Gruppenfoto: Mitglieder des MarginUp! Konsortiums

Mitglieder des Konsortiums bei der Besichtigung des spanischen Pilotprojektes in Mérida im Januar 2023.

Viele landwirtschaftliche Grenzertragsstandorte in Europa stehen entweder vor einer Intensivierung der Nutzung durch den Anbau von Biomasse oder einem Aus der Nutzungnahme. Beide Entwicklungen haben massive Auswirkungen auf die Umwelt und Ökosystemleistungen, die von diesen Standorten ausgehen. Das von der EU finanzierte Projekt MarginUp! ist mit dem Ziel gestartet, Landnutzungsalternativen für marginale landwirtschaftliche Anbauflächen zur Produktion von pflanzlichen Rohstoffen für den industriellen Gebrauch zu entwickeln, die gleichzeitig den hohen Wert dieser Standorte für die Biodiversität und die Erbringung von Ökosystemleistungen berücksichtigt.

Das Projekt wird vom Leibniz-Institut für Agrartechnik und Bioökonomie e.V. (ATB) in Potsdam koordiniert und vereint 29 Partner aus verschiedenen Sektoren in Landwirtschaft und Bioökonomie. Die Partner kommen aus acht europäischen und zwei außereuropäischen Partnerländern (Argentinien und Südafrika). Aus Deutschland sind neben dem ATB das Leibniz-Zentrum für Agrarlandschaftsforschung (ZALF) e. V., die Secalflor GmbH sowie das inter 3 Institut für Ressourcenmanagement beteiligt.

MarginUp! entwickelt Wertschöpfungsketten zur Produktion von Bio-Produkten und Energieträgern aus erneuerbaren, natürlichen Rohstoffen. Der Anbau von Kulturen wie Hanf, Kenaf, mehrjährige holzige Arten, einheimische Kräuter, spezielle Raps- und Rübensorten, Schilf, Rohrglanzgras, Seggen und anderen erfolgt auf Standorten mit ungünstigen Voraussetzungen für die Landwirtschaft, welche gleichzeitig oft besondere Beiträge für die Biodiversität und Ökosystemleistungen erbringen. Die Wertschöpfungsketten sind auf Nachhaltigkeit und Kreislaufwirtschaft ausgerichtet. Durch die Einführung klimaresilienter, nachwachsender Rohstoffe (keine Nahrungspflanzen) auf marginalen und unproduktiven Standorten wird die Widerstandsfähigkeit der Landwirtschaftssysteme verbessert, die Artenvielfalt erhöht und regionalen Akteuren eine Einkommensquelle geboten.
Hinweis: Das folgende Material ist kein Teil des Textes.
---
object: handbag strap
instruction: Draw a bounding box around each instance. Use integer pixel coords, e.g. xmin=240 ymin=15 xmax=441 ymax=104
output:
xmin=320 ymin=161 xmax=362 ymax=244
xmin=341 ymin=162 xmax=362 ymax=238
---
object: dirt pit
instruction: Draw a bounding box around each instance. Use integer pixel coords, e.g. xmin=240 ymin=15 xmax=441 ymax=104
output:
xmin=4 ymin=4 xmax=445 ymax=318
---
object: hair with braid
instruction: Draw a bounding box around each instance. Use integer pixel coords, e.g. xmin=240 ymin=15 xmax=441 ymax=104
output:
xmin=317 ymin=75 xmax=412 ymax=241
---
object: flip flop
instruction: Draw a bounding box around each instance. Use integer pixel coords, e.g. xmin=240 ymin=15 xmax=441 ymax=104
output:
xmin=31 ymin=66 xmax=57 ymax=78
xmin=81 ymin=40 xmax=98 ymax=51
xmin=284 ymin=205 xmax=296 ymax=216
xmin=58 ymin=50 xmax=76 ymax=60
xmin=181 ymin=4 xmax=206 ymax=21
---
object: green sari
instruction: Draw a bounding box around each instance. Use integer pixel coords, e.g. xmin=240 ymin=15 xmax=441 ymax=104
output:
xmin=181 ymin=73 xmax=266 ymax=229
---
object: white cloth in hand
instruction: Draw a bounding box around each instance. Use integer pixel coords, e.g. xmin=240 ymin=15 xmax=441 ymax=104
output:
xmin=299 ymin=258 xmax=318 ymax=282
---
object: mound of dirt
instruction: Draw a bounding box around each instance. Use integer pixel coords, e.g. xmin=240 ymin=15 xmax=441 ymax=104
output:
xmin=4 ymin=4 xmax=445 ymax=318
Das Projekt mit einer Laufzeit von 48 Monaten begann offiziell im Dezember 2022 und erhält im Rahmen des Förderprogrammes Horizon Europe (Circular economy and bioeconomy sectors, CORDIS) insgesamt Mittel in Höhe von knapp sieben Millionen Euro von der Europäischen Kommission.

Auf dem offiziellen Eröffnungstreffen in Mérida, Spanien, trafen sich die Partner des Konsortiums, um die anstehenden Aufgaben der nächsten Jahre abzustimmen.   

 

“Das Projekt MarginUp! wurde initiiert, um einen Fortschritt in der Entwicklung von kreislauforientierten, bioökonomischen Geschäftsmodellen zu erreichen, welche ungünstige Landwirtschaftsstandorte in Wert setzen und gleichzeitig Artenvielfalt und Akteursbeteiligung fördern.”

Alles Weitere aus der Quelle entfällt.